Vu ainsi, la nature, au fond, autorise tout ce qui est faisable ; car tout ce qui est possible en pensée et réalisable, relève donc également de la nature : « Nous pulvériserions cette catin qu’il n’y aurait pas encore le soupçon d’un crime. »[17] Et dans une vision à laquelle on ne peut dénier le caractère prophétique pour ce qui est du XXe siècle, Sade laisse aller « la nature » à l’extrémité : « Aveugles instruments de ses inspirations, nous dictât-elle d’embraser l’univers, le seul crime serait d’y résister. »[18] En réalité, les idées que Sade répète à satiété reviennent à une « continuation de la concurrence par d’autres moyens » qui fait sauter le cadre de la société bourgeoise en laissant libre cours à sa contradiction interne irrationnelle. Cela peut se manifester par une décharge vers l’extérieur, une guerre impériale (et y en a t-il une, à ce propos, parmi toutes les horreurs que Sade décrit avec délectation, dont nous aurions été épargnés depuis ?), ou bien comme intériorisation du Léviathan de la part des sujets de la concurrence mêmes. Cette variante aussi a été parfois soutenue par des tenants extrêmes du libéralisme, quoique sous une forme moins compromettante que chez le vieux maître « libertin ». Lorsque, dans le monde néolibéral d’aujourd’hui, services de sécurité privés et body guards se chargent toujours des fonctions élémentaires du Léviathan, ce sont là les signes d’une décomposition réelle du social à l’intérieur de la société, telle que Sade ne l’avait dépeinte que dans ses fantasmes les plus échevelés.
Ce qui était insupportable pour la conscience normale libérale bourgeoise n’était peut-être même pas le fait que le Léviathan fût ainsi mis radicalement en question. Car tout cela ne se faisait pas sous la forme d’une proclamation d’un mouvement d’émancipation sociale mais au contraire comme blindage propagandiste du sujet même de la concurrence, préfigurant, bien avant Nietzsche, le droit souverain du surhomme et de la race des seigneurs. Ce qui ne pouvait trouver aucune grâce pour le fait que Sade ait développé les conséquences nihilistes de cette logique avec la naïveté du monstre. On ne pouvait lui pardonner cette compromission précoce et totale de la raison des Lumières.
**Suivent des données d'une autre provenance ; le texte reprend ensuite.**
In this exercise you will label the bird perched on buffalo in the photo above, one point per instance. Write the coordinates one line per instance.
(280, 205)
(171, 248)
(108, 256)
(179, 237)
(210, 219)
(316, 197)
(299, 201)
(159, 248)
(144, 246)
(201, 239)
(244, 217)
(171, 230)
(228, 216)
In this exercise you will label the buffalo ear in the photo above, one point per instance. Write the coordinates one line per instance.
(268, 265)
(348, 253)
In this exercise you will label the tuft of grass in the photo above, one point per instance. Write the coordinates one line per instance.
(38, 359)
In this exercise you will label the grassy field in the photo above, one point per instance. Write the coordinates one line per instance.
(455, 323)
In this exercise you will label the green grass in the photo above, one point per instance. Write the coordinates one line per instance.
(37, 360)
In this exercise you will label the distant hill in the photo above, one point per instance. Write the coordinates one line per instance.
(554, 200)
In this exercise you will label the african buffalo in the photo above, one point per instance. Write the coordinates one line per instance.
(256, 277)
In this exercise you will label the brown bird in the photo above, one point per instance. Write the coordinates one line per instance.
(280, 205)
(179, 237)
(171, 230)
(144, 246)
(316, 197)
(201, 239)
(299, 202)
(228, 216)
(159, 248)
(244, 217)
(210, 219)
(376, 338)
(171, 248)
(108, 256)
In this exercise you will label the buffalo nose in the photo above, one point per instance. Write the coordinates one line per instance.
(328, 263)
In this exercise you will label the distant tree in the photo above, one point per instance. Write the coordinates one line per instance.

La deuxième chose, peut-être encore plus impardonnable, était que Sade pénétrait avec un malin plaisir jusque dans le cœur sexuel tabouisé même de l’individu capitaliste, pour en éventer également les secrets avec une innocence affirmative. Il ne relève, bien entendu, nullement du hasard que « les infortunes de la vertu » surviennent à un être du sexe féminin, Justine, et que ce sont en priorité des femmes, des jeunes filles et des jeunes garçons qui sont livrés comme objets du « sadisme » aux fantasmes (et à l’occasion aussi à la réalité) de massacres sexuels. Certes, la sexualité humaine contient toujours un certain plaisir à être agressive, et inversement un certain plaisir à se donner passivement (ce qui, cependant, n’est nullement distribué unilatéralement entre les différents sexes et âges, d’une manière qui serait intrinsèque et quasi biologique). De même, il est vrai que la soumission patriarcale des femmes caractérise de nombreuses sociétés dans l’histoire (mais pas toutes). Mais là aussi, le capitalisme montant avec sa raison éclairée[19] n’a non seulement pas diminué la soumission de la femme et l’agressivité sexuelle de la part de l’homme, mais les a, au contraire, brutalisées d’une manière jusqu’alors inouïe. Et ce fait, Sade l’a poussé à l’extrême avec la clairvoyance du fou, dans des fantasmes toujours plus échevelés, qui ne représentent que les conséquences les plus extrêmes du rapport entre les sexes sous le capitalisme.
Ce n’est donc pas d’une exploration des abîmes de la sexualité humaine au sens général dont il s’agit, mais du reflet aveugle d’un changement structurel. Et dans ce sens aussi on appelait un chat un chat dans la phase primitive du capitalisme au XVIIIe siècle. À ce propos-là l’abaissement des producteurs à l’état de matériel humain pour la fin en soi capitaliste, le déchaînement de la concurrence anonyme et le changement survenu dans la structure du rapport entre les sexes entretiennent un rapport dialectique étroit. Déjà, Mandeville avait dénoncé la compassion sociale comme un sentiment méprisable « de femmes et d’enfants » ; mais Sade élargit (dans la Nouvelle Justine) le problème en en faisant une « qualité naturelle » négative de la femme : « La faiblesse de ses organes, la rendant plus propre que nous au sentiment pusillanime de la pitié, la porte machinalement, et sans qu’elle y ait aucun mérite, à plaindre et à consoler les maux qu’elle voit [...]. Mais rien de vertueux, rien de désintéressé dans tout cela : rien, au contraire, que de personnel et de machinal. C’est une absurdité révoltante que de vouloir lui composer des vertus de ses besoins, et de trouver ailleurs que dans sa débilité, dans ses craintes, tous les motifs de ces belles actions, dont notre aveuglement nous rend dupes. »[20]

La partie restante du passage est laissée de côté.